Es würde kein fröhliches Weihnachtsfest werden – aber ich würde es überstehen, Besuche machen, leckere Sachen essen und ohne Ende alte Filme schauen, bei den kleinsten Kitschstellen grandios heulen und immerzu: «Oh, ich Armearmearme!» seufzen. Dazu habe ich Talent. Aber erst einmal diese letzte Weihnachtstheatervorstellung hinter mich bringen in dem etwas abgetakelten Jugendhaus mitten im Ruhrpott im sozialen Brennpunkt.

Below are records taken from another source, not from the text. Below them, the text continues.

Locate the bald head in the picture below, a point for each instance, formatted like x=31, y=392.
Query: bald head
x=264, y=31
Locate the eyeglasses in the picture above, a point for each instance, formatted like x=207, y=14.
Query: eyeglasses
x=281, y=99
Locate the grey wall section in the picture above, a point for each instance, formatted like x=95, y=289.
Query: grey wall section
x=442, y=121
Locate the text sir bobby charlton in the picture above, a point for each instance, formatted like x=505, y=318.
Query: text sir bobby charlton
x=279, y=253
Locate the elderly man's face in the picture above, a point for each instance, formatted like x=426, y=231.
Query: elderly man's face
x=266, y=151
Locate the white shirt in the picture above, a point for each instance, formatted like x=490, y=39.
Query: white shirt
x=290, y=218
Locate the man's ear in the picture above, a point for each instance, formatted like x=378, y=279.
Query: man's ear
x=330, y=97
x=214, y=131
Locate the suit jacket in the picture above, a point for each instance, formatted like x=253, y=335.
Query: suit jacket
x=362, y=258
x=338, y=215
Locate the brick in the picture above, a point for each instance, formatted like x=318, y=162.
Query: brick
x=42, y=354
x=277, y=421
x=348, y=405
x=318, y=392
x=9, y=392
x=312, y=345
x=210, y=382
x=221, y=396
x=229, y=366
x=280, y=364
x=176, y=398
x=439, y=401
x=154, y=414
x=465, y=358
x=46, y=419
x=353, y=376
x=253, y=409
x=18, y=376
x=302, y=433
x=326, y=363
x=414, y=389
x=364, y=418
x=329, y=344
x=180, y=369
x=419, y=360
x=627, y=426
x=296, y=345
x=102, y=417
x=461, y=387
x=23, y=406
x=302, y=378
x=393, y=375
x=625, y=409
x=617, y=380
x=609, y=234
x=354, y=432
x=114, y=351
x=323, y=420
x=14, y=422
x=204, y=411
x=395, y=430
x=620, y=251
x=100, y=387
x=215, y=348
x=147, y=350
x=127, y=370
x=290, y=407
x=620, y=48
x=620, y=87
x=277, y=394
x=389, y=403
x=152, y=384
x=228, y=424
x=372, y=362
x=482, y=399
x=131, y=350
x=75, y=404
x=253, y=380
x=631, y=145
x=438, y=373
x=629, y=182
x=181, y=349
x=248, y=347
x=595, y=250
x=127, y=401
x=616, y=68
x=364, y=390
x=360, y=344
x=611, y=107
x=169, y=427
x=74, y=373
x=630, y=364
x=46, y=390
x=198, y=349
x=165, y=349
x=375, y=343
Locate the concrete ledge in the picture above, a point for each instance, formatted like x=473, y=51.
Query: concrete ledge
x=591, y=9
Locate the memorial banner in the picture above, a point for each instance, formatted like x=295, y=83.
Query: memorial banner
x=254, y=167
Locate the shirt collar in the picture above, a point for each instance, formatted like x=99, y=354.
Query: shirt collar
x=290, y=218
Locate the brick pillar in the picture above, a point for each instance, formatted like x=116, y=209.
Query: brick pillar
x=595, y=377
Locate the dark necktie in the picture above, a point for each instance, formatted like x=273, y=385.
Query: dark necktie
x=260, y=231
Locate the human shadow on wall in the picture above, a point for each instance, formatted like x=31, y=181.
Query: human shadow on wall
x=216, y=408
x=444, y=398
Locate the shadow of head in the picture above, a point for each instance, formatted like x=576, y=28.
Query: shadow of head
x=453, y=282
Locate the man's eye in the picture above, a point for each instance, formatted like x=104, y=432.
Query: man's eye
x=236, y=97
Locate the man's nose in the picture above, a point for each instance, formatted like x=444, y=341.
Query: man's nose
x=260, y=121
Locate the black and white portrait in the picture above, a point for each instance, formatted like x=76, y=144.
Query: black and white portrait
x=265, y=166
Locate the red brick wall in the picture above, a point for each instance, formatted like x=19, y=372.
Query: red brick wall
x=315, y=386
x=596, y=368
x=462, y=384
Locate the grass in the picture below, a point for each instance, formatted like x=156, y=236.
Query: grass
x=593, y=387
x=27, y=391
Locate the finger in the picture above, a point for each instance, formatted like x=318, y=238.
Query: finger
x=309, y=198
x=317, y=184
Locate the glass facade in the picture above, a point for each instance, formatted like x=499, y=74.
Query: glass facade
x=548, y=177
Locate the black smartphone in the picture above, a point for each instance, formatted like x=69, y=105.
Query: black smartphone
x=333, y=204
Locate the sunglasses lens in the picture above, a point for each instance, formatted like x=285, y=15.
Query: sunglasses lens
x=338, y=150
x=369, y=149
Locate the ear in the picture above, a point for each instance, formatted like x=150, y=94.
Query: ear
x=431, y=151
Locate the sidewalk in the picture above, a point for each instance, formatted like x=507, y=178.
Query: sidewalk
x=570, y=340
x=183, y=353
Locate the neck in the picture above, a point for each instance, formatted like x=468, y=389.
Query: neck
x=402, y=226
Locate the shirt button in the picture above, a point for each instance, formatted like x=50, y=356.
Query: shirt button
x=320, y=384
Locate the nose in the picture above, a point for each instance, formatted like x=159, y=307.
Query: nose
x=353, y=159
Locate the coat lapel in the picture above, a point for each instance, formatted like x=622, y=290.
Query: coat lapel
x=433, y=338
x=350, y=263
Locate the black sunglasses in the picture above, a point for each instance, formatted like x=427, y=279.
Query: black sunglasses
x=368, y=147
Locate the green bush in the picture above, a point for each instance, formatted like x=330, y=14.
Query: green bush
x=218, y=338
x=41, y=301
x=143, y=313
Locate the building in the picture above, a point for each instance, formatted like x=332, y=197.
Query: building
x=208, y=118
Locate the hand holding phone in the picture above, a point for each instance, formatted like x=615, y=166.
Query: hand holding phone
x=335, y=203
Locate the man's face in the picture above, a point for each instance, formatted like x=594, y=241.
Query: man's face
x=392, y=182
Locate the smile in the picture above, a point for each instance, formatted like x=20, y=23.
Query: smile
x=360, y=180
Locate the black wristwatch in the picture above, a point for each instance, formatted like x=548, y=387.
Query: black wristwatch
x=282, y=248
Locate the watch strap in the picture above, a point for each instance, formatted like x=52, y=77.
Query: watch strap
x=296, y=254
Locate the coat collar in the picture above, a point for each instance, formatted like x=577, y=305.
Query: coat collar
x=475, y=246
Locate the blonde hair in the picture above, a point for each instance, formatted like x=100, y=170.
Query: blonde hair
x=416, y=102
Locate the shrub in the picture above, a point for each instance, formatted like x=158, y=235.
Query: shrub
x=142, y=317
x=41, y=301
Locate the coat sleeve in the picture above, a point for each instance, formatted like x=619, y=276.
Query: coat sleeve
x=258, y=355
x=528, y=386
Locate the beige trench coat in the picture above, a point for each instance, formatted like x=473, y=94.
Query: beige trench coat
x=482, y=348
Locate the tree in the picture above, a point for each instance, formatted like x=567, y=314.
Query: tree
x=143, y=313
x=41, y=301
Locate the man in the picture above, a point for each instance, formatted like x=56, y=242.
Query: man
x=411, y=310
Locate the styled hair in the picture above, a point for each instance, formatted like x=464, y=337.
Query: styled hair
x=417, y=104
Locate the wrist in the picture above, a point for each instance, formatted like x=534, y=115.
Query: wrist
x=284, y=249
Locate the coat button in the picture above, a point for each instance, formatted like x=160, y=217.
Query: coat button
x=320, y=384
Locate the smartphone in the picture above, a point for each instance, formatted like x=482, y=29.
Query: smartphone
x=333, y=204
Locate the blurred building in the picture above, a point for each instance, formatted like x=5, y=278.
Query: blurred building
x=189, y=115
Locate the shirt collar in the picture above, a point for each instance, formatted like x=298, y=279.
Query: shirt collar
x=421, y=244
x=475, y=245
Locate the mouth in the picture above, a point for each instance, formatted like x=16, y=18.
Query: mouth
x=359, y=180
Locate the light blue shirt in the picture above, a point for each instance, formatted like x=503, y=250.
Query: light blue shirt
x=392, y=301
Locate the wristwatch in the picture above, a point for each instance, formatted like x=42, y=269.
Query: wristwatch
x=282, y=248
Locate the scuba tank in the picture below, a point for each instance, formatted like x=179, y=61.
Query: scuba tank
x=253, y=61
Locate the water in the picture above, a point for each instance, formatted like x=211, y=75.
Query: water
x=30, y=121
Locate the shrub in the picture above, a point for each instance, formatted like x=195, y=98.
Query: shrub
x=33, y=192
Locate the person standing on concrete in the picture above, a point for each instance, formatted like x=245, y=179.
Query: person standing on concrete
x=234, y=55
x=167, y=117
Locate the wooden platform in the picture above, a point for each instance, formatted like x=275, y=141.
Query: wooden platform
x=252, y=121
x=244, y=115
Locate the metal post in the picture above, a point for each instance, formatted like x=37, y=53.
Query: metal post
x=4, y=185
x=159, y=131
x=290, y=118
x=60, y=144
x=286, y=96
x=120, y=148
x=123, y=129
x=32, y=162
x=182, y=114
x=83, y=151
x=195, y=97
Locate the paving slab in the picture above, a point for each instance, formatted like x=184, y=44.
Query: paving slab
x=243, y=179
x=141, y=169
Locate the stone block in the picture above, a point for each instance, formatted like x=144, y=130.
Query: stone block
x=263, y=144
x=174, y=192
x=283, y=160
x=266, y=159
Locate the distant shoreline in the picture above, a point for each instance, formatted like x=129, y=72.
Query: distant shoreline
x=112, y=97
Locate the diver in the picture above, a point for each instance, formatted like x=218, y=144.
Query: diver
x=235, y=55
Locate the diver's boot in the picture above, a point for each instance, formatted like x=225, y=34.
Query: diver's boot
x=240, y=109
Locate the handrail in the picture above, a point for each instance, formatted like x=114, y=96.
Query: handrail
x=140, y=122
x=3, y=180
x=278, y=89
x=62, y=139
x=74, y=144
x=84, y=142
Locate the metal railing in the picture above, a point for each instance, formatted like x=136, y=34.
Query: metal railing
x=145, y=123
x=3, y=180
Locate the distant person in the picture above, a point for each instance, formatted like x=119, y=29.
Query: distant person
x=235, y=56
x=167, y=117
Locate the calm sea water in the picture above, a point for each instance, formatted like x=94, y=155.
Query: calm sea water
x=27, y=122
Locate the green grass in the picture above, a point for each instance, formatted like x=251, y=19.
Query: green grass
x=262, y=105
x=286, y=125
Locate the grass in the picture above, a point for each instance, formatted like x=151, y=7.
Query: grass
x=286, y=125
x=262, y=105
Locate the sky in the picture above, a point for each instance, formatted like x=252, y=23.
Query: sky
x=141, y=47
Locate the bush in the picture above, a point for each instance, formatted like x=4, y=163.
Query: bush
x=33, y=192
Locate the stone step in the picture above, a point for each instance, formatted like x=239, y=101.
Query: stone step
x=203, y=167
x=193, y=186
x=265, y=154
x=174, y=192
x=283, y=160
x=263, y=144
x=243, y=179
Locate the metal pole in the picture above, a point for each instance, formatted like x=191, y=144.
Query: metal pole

Kindertheater zur Weihnachtszeit ist IN. Nie, niemals wollte ich ein Weihnachtsstück machen, aber dann hatte ich mitten im Sommer eine geradezu geniale Idee für eine kleine, feine, märchenhafte Weihnachtsgeschichte, und schwupps – in drei Monaten war alles fertig, und ich war ausverkauft. Das hieß: Vier Wochen non stop spielen, was meine miesen Finanzen rettete, mich aber so fertig machte, dass ich von Weihnachten nichts mehr wissen wollte. Von meinem Stück auch nicht. Es hing mir zum Hals raus.
Nun, am 23. Dezember, ein letztes Mal. Die Räume viel zu eng, die Bühne hatte kaum Platz, aber die Betreuer und die Kinder und Jugendlichen dort sind einzigartig, so richtige «Schätzekes» mit ruhrpottgroßen Herzen. Ich bin Fan von ihnen. Und sie sind Fan von mir. Na Gott sei Dank.
In der Geschichte kommen zwei Engel vor, der Postengel und der Helferengel von Lucia, das bin ich. Die Geschichte heißt: Der Weihnachtsmann ist eine Frau. Nun, der Postengel war ein Winzling, gerade mal fünf, die Flügel hingen fast bis auf den Boden und das weiße Nachthemd, sein himmlisches Gewand, schlabberte um seine Füße. Und dieser Engel wollte nichts weiter tun, als die Flügel ausbreiten und mit Karacho um die Kulissen düsen. Als Assistenten wählte ich Lars aus, vierzehn Jahre, der das unbedingt wollte, trotz Sprachfehler, trotz Nachthemd. Das ging ihm bis an die Knie. Er wollte nicht fliegen, er wollte ernsthaft helfen.
Also gut, dann ab in die Wolkenkulisse und den Schlitten holen – da klingelte ein Handy. Große Irritation im Himmel und auf Erden. Das Publikum schaute sich um und ich denke: Na Klasse, so was musste ja mal kommen. Da schiebt der himmlische Helfer Lars sein Gewand hoch, greift in seine Jeans, holt sein Handy heraus und sagt: «Ne, Mama, jetz nich’. Spspäter! Bin gerade Engel!» Und macht es wieder aus. Weiter geht’s. Ich halte durch, ich kürze an keiner der möglichen Stellen, die Kinder spielen mit Leib und Seele, ich auch. Als es zu Ende ist, schwimme ich in meinem Weihnachtsfraukostüm: schwerer roter Samt für Jacke, Rock und Mütze. Dazu Stiefel. Und jetzt noch eine gute Stunde alles abbauen, einpacken, zum Auto tragen …
Ich bin fertig. Ich möchte umfallen, in meinem Bett wieder aufwachen und Weihnachten ist vorbei, Halleluja!
Aber nix da! Einen Raum weiter wartet noch eine Weihnachtsfeier, liebevoll und wunderbar gemütlich ausgerichtet und auf Wunsch der Kinder mit Pommes und Würstchen. Man riecht es schon. Aber es wird noch dauern. Ich packe ein, etwa siebentausend Requisiten, und die Kinder bleiben einfach sitzen und schauen zu. Sie wollen helfen, aber das geht nicht. Viel zu viele Erklärungen wären nötig. Ich merke, wie meine Erschöpfung beginnt in Gereiztheit umzuschlagen. Die Kinder in dem engen Raum tuscheln, ich höre sie Stühle verrücken, dann ist es still. Ich schaue über meine Pappwolke, da sitzen sie und strahlen mich an. Der große Engel Lars hat den kleinen Engel auf dem Schoss, der hat den Daumen im Mund, die anderen sind nah zusammengerutscht und lehnen sich aneinander. Und dann singen sie. Sie singen mir alle Weihnachtslieder vor, die sie kennen, manchmal krumm und schief, manchmal zum Heulen schön. Ich werde ganz ruhig, lösche die Scheinwerfer, setze mich vor die Wolken und höre zu. Die Kerzen im Zuschauerraum flackern. Die Zeit verrutscht. Weihnachten findet dieses Jahr einen Tag früher statt. Und es ist, was es ist und was es immer sein sollte: Liebe. Und Frieden.